Dear Lifehacker, Everywhere I go, I see Bitcoin popping up. Many web services accept payments in the form of Bitcoin, and some even sell their homes for the stuff. I know it's a digital currency, but where does it come from and how is its value determined? More importantly, should I bother earning it and using it for any reason? Thanks, Bitconfused
Bitcoin is a digital currency used to pay for a variety of goods and services. Although physical forms of Bitcoin exist, the currency's primary form is digital, so you trade it online, peer to peer, using wallet software or an online service.
You can obtain Bitcoins in two ways: either by trading other money, goods, or services with people who already have them, or through mining. The mining process involves running software that performs complex mathematical equations, for which you're rewarded a very small portion of a Bitcoin. When you actually have some of the currency, you can then use it to purchase anything that accepts it. In some cases, Bitcoin is the only accepted form of payment and you'll have to acquire it in order to complete a transaction. Those are the basics, but let's discuss how you can acquire Bitcoin and why you'd use it.
How To Acquire Bitcoins
Getting your hands on even a single Bitcoin can take a bit of work, but you have a few options. Purchasing Bitcoin takes less effort than mining it, but obviously comes at the cost of your hard-earned cash. Mining, on the other hand, takes computer processing power and often bears very little fruit.
How to Buy a Bitcoin
As previously mentioned, storing and using Bitcoins requires wallet software or an online service. The wallet software requires quite a bit of disk space and you have to find a Bitcoin seller in order to acquire any of the actual currency. An online wallet, on the other hand, makes the entire process much easier. As a result, we're going to focus on that process. To set up an online wallet and purchase your first Bitcoin, just follow these steps:
- To create a wallet, sign up for an online service like My Wallet (UK) or Coinbase (US). For these instructions, we'll use Coinbase because they provide a simple, integrated purchase process with two-factor authentication for added security.

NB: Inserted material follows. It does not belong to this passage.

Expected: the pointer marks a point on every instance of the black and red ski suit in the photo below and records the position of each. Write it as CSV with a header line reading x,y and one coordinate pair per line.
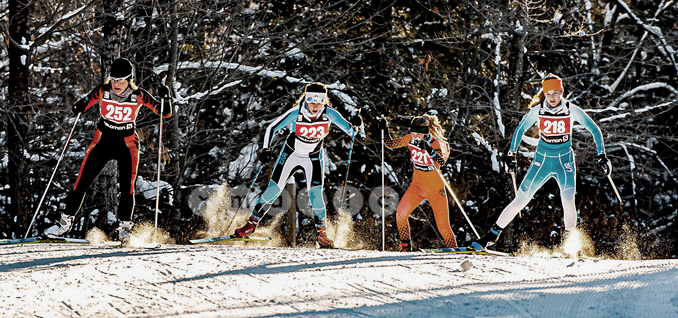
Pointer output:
x,y
114,139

- From the lefthand menu, click "Linked Accounts" and add a bank account. It can take several days for Coinbase to successfully link a bank account, so if you intend to purchase any Bitcoins you should plan ahead.
- Once your account is all linked up, click the Buy/Sell Bitcoins link. The page will default to the Buy Bitcoins section so just enter the number you want to purchase, choose your bank account (if you linked more than one), and click the Buy Bitcoins button. The transaction may take a few days to complete, but you'll receive a notification when the Bitcoins have been safely transferred to your wallet.
The purchase process doesn't take much effort, but involves a lot of waiting. The Bitcoin exchange rate changes over time, so while at the time of this writing you have to spend $US75.93 for just one Bitcoin, you may find them cheaper next month. If that sounds expensive, you can access Bitcoin for the cost of your CPU cycles by engaging in the mining process instead.
How To Mine Bitcoins
Mining Bitcoins involves running software on your computer that processes complex mathematical equations. If your computer solves one of these equations, you get a payout in Bitcoins. The issue, however, is that your computer is competing against large groups of computers that may well solve the problem before you. That means your machine can end up doing a lot of essentially redundant work before you ever see a payout.
A better strategy can be to join a mining group. This makes it much more likely that you'll receive a payout, but you'll have to share it with others. Nevertheless, without a farm of supercomputers you'll earn more in the long run by mining with a group. Because mining is a very complex process, we don't have room to get into the details in this post. Business Insider offers a very simple method you might want to try, or check out popular mining pool BitcoinCZ (also known as slush's pool).
What to Do With Bitcoin
Now that you have a wallet and a Bitcoin or two, what do you do with it? If you signed up for an account with Coinbase or My Wallet, both services allow you to sell your digital wealth. Because Bitcoin prices fluctuate, if you're simply looking to make some money you can attempt to buy them low and sell them high. I bought a Bitcoin a few months back for $US15, and if I sold it today I'd earn nearly $US61. If you invest wisely and remain patient, you can make a decent amount of money by simply buying and selling Bitcoins.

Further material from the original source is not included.